Al inicio preguntaron todo con tranquilidad, pero una vez que llegamos a las bodegas comenzó la tortura. Lo primero que hicieron conmigo fue meterme un trapo en la boca. Luego, con una toalla empapada de gasolina con agua la pusieron en mi rostro. Mis ojos ardían tanto, que pensé que había quedado ciego. Entre paliza y paliza las preguntas sin sentido llovían a maldiciones.
-“¿Para quién trabajas, puto?”- “¿Con quién más andabas?”-“¿No que muy verga?”- Yo en ese momento no podía pensar del dolor y el miedo. Jamás había experimentado la impotencia de saberme inocente ante verdugos que no tienen el más mínimo sentido de dios o de la justicia. Para ellos su dios es su droga. Su dios es el dinero. Su dios es la muerte.
Afuera de la bodega había una capilla a la santa muerte y recuerdo haberle pedido cuando sentí que mi Dios no respondía mientras me conectaban un cable al pene y otro a uno de los dedos de mis pies para darme descargas eléctricas.
Nuevamente las mismas preguntas y amenazas, pero yo no sabía nada. Yo era inocente. Mi único error fue el haberme ido por aquella maldita carretera.
Tras dos días de torturas, finalmente decidieron que no sabía nada o que si sabía no lo diría. Entonces pusieron fecha de expiración a mi vida.
En un set de televisión improvisado me colocaron hincado. Me encañonaron y se colocaron todos en fila portando uniformes militares con chalecos antibalas con las iniciales “C.D.R”. Luego me dieron el mensaje para que lo leyera minutos antes de empezar a grabar, pero yo ya sabía que me iba a morir, así es que dije la verdad en vez de leer el mensaje falso cuando el foco de la videocámara se puso en rojo.

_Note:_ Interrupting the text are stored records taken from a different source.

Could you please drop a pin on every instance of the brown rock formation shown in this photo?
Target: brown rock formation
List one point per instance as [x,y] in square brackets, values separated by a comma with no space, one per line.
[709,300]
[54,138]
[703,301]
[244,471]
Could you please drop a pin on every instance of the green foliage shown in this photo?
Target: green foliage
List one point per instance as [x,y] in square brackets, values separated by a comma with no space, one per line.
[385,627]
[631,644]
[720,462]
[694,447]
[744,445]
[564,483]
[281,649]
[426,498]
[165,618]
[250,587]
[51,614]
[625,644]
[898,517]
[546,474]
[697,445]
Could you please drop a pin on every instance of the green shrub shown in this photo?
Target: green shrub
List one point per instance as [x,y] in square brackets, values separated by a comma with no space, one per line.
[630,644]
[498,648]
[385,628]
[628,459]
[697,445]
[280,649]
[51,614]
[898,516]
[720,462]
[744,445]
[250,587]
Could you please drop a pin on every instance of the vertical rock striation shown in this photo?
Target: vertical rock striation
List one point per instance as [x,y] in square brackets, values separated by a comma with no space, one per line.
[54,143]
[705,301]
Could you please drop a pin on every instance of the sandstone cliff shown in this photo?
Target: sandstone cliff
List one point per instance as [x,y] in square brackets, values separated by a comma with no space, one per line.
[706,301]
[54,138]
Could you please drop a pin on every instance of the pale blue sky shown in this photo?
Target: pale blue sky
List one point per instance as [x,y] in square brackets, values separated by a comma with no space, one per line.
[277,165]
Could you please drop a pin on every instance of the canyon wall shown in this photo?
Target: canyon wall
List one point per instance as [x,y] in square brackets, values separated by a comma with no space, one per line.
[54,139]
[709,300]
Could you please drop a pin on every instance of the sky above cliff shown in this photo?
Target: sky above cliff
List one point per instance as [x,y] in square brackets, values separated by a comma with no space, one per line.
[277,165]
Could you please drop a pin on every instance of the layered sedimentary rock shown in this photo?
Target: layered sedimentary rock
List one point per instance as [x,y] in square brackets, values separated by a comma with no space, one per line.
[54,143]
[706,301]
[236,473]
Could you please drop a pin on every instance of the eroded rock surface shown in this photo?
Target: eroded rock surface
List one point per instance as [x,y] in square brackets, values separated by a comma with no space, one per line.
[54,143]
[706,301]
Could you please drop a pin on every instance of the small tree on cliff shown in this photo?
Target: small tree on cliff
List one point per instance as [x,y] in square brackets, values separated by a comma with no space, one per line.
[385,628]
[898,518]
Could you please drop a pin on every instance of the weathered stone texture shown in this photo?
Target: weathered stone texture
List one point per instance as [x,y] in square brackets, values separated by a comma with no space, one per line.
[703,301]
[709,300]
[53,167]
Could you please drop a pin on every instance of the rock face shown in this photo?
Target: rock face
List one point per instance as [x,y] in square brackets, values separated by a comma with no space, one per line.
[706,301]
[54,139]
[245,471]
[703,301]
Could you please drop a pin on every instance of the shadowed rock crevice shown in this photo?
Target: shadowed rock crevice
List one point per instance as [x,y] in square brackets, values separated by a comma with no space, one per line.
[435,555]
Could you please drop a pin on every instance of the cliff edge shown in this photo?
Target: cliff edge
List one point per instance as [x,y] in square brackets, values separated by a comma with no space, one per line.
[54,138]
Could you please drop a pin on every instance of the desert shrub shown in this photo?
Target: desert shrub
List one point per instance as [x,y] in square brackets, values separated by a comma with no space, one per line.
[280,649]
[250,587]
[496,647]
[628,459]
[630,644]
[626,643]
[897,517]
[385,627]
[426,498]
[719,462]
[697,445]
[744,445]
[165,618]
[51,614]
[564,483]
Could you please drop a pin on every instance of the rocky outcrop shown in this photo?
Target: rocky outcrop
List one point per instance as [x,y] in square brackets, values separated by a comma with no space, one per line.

-“Mi nombre es Joaquín Alfonso Rodarte Rodríguez, no pertenezco a ninguna cédula delictiva. Soy Ingeniero Civil. Trabajo para la compañía Asfaltos y Materiales en la ciudad de Paso del Águila. Soy padre de dos niños, uno de dos y uno de un año. Tengo diez años de casado. Jamás he sido infiel a mi mujer. Nunca he fallado en una declaración de impuestos. Asisto regularmente a la iglesia y soy, me parece, un buen padre y vecino. Quisiera aprovechar estas palabras porque sé que me van a matar. Quiero decirle a mis hijos y a mi esposa que los amo. Que no es verdad lo que van a decir. Que no soy un delincuente. Que su padre fue siempre honesto y derecho y que…”- antes de terminar una fuerte explosión me cegó y me dejó sordo. Caí al suelo y no supe nada más. Desperté una semana después en el hospital de Rio Grande.
Según se me informó, justo en el momento de la grabación, una unidad de Asalto de la Agencia Federal de Investigación había irrumpido en el lugar. En el enfrentamiento resultaron abatidos 12 criminales y 3 policías.
Me recuperé algunas semanas después. Me dieron de alta y salí del hospital. Mi caso se asignó a un agente investigador del Ministerio Público quien me solicitó formal denuncia para proceder con el caso y la investigación. Jamás denuncie. La semana entrante iba en un camión hacía Detroit, Estados Unidos para trabajar ilegalmente en la construcción. Mejor ilegal y a salvo que legalmente muerto.